Истоки и судьба идеи соборности в России - страница 15
Собственно говоря, такое «признание возможности назначения пресвитера в качестве предстоятеля было соборным признанием учения, что границы Церкви определяются властью епископа (…) Подчиненное епископу Евхаристическое собрание перестало быть выражением жизни Церкви, а потому оно перестало окончательно определять границы Церкви»>36. Этот сдвиг закрепляется и терминологически: «прежний округ ( – община с предстоятелем-епископом во главе – А.А.) именуется « «(…) основным принципом «« не является больше Евхаристическое собрание, а епископ, а потому все, что находится под властью епископа, составляет ««>37.
Однако, вышеприведенный сдвиг в понимании роли епископа в Церкви, окончательно терминологически закрепленный Халкидонским собором (451 г.), не привел еще к упразднению или хотя бы ослаблению представления о «царственном священстве» всего крещеного народа, который продолжает реально в единстве с епископом совершать служение. Такое ослабление начинается в тот момент, когда харизму священства получают «уполномоченные епископа» – пресвитеры. Вклиниваясь между епископом и Евхаристическим собранием, они неизбежно стягивают на себе ту полноту священства, которой был облечен весь народ.
Игнатий Богоносец отстаивал в свое время необходимость в Церкви «одного жертвенника» и «одного епископа», которые являются непременными условиями, обеспечивающими церковному организму единство. Когда же эти два условия вошли в конфликт между собою, историческая Церковь пошла по пути сохранения единства епископата, постепенно, а с усвоением пресвитерам священства – окончательно утратив внешнее «единство жертвенника».

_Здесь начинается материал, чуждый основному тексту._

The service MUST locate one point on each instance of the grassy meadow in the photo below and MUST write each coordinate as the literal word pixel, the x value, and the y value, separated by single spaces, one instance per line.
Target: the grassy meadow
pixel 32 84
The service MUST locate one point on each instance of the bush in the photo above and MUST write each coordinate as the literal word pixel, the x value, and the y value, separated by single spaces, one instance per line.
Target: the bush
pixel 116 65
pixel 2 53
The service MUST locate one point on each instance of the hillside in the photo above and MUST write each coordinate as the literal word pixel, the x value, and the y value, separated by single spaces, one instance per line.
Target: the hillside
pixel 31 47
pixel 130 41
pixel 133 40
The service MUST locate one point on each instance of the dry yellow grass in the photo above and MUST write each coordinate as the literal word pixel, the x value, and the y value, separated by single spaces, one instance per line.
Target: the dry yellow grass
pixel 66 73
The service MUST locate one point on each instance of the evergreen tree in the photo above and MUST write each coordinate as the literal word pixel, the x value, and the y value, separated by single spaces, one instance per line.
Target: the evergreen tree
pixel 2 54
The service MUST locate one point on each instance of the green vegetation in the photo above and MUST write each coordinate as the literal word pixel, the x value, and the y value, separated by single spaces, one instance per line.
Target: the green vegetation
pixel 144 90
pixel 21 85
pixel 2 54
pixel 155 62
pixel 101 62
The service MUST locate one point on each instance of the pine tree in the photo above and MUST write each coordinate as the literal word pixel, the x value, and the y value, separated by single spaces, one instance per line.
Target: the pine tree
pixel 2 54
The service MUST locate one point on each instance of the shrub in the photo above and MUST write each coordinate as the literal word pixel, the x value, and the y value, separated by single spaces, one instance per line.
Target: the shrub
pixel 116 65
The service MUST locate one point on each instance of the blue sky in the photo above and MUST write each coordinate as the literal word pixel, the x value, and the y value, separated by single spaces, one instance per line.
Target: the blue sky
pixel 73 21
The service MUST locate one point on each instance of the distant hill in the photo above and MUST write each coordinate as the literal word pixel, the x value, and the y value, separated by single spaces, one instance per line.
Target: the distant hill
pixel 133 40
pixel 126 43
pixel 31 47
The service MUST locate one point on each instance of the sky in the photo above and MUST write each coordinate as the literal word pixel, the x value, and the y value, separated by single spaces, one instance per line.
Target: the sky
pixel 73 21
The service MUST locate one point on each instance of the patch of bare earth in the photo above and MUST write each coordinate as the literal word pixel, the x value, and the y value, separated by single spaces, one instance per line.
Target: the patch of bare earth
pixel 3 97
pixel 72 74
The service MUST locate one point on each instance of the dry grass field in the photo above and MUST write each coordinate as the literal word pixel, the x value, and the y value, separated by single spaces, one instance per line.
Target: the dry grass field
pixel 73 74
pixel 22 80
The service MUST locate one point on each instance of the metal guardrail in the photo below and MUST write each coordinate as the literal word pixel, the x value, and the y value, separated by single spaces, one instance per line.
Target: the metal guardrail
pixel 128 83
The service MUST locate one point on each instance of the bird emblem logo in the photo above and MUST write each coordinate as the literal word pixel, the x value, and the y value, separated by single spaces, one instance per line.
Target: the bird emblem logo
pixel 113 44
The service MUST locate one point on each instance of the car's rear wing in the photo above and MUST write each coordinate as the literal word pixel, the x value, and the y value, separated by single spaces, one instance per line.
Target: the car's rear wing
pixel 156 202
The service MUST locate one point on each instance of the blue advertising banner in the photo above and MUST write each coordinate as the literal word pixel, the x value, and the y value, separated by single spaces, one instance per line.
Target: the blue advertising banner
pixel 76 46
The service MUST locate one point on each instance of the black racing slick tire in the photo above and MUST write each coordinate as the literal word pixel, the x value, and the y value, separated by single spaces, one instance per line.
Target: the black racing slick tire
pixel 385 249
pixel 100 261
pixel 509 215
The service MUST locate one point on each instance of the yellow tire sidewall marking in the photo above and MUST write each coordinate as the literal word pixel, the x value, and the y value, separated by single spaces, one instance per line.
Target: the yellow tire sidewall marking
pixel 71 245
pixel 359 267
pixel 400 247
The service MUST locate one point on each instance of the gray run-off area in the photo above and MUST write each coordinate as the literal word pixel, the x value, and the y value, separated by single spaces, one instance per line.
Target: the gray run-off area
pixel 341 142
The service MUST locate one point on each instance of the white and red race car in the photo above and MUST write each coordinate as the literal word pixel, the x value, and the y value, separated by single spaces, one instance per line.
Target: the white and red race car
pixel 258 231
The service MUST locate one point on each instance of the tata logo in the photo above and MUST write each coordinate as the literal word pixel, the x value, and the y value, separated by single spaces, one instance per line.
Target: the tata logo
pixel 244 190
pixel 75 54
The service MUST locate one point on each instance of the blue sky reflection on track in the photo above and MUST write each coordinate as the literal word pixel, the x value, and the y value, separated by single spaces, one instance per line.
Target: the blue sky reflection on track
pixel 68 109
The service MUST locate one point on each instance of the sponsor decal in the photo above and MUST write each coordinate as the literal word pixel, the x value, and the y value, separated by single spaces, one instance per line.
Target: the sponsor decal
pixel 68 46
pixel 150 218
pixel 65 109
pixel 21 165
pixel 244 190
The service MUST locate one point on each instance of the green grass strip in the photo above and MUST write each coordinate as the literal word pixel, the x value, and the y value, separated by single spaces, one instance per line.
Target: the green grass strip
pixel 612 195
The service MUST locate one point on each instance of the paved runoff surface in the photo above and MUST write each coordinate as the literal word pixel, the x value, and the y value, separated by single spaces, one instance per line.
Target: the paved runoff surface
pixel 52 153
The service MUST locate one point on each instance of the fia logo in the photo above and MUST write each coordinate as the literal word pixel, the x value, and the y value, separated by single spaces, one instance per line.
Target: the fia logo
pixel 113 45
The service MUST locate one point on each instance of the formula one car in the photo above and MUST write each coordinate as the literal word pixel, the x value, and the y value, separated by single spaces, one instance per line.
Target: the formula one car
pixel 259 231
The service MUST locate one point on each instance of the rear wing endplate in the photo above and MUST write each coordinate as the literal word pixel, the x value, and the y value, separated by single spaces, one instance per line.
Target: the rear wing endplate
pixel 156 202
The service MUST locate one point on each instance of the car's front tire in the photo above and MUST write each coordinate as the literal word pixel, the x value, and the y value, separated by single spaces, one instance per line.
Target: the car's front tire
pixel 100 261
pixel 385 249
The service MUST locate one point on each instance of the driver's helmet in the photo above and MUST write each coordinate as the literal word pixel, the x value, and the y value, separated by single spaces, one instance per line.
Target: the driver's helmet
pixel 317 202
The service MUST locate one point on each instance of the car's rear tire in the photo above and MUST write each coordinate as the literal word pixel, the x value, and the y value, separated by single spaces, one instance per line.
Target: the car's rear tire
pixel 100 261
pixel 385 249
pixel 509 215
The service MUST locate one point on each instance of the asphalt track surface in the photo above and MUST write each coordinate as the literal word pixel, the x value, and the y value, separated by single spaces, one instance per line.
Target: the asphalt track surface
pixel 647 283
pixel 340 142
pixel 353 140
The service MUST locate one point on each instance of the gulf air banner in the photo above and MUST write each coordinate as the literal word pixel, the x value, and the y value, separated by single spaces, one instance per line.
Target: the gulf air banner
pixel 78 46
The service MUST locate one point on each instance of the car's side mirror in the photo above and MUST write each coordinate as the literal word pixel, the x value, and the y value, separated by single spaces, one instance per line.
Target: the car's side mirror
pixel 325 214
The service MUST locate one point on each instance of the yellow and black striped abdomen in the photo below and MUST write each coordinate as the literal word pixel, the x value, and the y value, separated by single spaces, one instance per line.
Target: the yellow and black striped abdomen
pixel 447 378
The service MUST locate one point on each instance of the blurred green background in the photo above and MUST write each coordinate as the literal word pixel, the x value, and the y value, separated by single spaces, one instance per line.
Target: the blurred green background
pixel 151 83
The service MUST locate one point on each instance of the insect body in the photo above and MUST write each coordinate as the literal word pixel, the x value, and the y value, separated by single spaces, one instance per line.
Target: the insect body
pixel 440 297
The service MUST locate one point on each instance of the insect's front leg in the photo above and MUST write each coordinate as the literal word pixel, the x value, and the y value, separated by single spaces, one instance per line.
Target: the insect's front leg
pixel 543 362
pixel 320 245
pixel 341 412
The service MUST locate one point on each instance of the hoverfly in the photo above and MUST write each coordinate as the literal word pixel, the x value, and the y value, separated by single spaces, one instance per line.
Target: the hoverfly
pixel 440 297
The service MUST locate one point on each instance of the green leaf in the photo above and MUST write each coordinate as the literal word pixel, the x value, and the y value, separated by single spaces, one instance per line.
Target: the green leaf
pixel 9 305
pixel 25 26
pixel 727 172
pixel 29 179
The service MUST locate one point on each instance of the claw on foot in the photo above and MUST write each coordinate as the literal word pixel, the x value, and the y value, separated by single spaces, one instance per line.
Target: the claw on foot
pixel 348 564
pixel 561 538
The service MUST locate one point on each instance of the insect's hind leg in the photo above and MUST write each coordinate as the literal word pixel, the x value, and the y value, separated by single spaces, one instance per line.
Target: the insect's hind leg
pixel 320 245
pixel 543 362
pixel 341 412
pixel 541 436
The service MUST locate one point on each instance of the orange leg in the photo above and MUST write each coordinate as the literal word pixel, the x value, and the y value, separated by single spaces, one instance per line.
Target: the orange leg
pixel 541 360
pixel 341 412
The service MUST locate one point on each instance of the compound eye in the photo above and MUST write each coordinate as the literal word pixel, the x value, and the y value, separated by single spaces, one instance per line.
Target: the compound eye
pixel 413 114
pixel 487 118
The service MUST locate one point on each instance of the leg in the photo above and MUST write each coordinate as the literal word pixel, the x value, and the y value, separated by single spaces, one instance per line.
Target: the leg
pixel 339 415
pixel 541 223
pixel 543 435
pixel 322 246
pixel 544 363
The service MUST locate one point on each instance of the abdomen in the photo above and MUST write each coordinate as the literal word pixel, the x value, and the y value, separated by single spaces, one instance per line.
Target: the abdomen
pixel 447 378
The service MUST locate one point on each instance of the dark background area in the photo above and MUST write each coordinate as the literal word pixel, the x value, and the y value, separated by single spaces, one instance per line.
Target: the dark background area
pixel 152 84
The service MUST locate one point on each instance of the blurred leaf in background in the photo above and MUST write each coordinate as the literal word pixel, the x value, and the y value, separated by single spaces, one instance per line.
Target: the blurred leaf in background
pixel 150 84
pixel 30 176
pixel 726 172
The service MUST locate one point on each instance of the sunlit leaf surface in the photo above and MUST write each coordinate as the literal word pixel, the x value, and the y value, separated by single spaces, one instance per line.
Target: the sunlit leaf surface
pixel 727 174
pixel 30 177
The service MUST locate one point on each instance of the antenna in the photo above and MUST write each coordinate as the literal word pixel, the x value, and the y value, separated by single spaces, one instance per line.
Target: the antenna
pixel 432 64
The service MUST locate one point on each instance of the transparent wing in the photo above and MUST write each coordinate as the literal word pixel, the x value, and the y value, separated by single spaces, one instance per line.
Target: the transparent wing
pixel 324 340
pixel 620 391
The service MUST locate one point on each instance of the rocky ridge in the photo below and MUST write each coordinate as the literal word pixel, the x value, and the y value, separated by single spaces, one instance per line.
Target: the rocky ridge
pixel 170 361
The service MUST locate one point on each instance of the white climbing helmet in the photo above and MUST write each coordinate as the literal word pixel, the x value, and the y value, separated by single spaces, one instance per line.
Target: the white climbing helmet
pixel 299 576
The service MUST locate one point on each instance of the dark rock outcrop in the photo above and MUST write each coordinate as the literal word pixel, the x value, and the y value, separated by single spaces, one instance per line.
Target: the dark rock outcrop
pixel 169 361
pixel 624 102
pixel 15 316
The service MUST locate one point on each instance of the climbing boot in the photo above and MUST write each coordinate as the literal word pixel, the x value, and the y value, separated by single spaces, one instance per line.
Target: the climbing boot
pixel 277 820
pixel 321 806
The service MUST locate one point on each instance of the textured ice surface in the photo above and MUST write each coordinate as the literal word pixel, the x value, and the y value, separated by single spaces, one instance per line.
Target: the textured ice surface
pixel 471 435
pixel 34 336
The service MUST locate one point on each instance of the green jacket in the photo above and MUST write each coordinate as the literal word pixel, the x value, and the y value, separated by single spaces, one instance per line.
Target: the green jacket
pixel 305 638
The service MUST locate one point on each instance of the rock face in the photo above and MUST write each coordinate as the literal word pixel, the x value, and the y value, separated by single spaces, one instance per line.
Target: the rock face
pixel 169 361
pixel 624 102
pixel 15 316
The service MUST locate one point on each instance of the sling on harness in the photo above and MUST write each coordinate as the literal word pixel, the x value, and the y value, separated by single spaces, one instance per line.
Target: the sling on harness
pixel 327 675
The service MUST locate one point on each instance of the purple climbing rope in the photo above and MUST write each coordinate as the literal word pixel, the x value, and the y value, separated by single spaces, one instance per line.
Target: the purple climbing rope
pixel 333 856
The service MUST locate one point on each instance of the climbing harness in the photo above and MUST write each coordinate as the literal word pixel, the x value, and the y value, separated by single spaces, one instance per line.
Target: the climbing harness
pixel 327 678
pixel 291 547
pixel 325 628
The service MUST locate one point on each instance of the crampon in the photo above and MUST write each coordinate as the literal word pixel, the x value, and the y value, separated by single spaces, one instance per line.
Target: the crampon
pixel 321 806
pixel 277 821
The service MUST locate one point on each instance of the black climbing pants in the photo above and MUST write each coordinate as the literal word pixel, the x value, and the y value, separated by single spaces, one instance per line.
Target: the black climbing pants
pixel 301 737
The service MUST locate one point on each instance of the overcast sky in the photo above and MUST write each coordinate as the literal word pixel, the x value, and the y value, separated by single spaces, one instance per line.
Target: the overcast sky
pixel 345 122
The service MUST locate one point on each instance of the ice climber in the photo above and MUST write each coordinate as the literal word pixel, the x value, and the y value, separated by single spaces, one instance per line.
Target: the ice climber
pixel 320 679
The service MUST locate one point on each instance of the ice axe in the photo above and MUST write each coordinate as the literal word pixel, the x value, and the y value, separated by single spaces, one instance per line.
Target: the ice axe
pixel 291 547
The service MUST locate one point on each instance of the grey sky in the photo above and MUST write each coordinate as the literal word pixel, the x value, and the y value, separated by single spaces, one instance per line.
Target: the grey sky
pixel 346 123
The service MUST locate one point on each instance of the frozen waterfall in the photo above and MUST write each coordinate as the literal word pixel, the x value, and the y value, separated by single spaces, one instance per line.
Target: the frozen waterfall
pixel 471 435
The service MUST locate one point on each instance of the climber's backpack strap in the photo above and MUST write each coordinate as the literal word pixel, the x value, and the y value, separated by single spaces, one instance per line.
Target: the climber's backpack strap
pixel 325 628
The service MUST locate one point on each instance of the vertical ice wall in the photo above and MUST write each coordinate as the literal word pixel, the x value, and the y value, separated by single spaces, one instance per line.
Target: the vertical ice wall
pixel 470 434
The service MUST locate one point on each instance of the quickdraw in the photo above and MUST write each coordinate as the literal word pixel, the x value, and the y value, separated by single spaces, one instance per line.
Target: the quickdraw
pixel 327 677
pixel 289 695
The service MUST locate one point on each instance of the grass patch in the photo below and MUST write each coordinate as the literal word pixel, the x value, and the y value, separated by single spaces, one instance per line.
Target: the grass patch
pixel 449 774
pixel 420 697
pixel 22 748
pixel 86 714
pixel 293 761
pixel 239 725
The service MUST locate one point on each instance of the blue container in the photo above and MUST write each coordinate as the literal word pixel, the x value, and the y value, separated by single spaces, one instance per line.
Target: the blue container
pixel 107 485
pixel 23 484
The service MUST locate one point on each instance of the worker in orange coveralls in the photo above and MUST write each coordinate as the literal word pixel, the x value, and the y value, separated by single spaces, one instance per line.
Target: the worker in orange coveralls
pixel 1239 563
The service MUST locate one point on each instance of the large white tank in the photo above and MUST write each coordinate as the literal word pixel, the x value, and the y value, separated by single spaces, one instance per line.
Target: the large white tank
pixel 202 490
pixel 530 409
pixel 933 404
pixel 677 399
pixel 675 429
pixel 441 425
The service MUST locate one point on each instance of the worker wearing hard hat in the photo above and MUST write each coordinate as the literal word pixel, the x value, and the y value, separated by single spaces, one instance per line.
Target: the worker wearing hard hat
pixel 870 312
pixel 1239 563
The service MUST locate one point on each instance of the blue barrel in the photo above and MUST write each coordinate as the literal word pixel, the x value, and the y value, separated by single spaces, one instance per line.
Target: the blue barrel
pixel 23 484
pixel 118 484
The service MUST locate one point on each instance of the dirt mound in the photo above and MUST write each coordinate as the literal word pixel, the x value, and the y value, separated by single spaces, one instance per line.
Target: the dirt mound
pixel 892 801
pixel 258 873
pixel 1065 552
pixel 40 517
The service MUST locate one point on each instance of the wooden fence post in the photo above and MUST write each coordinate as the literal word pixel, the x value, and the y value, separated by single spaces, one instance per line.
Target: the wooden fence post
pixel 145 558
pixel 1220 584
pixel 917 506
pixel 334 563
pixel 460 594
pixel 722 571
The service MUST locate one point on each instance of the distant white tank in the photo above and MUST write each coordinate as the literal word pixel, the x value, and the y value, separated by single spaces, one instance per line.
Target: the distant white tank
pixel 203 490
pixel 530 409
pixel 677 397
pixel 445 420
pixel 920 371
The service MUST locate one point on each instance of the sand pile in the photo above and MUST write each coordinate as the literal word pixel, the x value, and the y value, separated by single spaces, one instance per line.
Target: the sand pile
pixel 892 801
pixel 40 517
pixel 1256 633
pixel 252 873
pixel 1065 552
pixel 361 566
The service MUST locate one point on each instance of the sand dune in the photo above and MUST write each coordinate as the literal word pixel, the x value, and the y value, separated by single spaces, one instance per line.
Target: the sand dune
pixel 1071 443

Понятие о первосвященстве епископа, не вытекающем из предстояния в Евхаристии, а наоборот обосновывающем возможность такого предстояния, в дальнейшем было прочно утверждено в Церкви, и такой переход от евхаристического принципа устройства Церкви к епископальному повлек за собой ранжирование среди «архиереев», епископов. «Учение о власти епископа над епископами, вытекающее из учения о власти епископа над Евхаристическим собранием, приводит к учению об единой власти над всей Церковью единого епископа, независимо от того, удается ли это осуществить в истории или нет (…) Таковы неизбежные результаты уничтожения того ядра, которое лежало в основе устройства в Церкви церковных округов – городского епископского округа, неудавшегося в истории»>38.
Весьма отчетливо говорит об этом Соловьев, воспринимая учение о власти епископа над епископами и, в конечном счете, о единой власти единоличного монарха над всей Церковью как нечто должное и прирожденное христианству: «Для христианства, – пишет он, – существенна идея первосвященника, необходимо бытие в Церкви архиерея, непрерывным преемством связанного с апостолами и Христом, единым вечным Первосвященником»>39. Если бы Соловьев имел в виду при этом ту или иную местную церковь, то хватило бы и того, что ее возглавляет епископ, действительно связанный непрерывным преемством с одним из апостолов и действительно органически необходимый в Церкви, но Соловьев говорит о Вселенской христианской Церкви и о необходимости в ее рамках единого первосвященника, обнимающего своей властью все местные церкви, все мировое христианство, являющегося для мировой Церкви тем, чем является для нее Христос.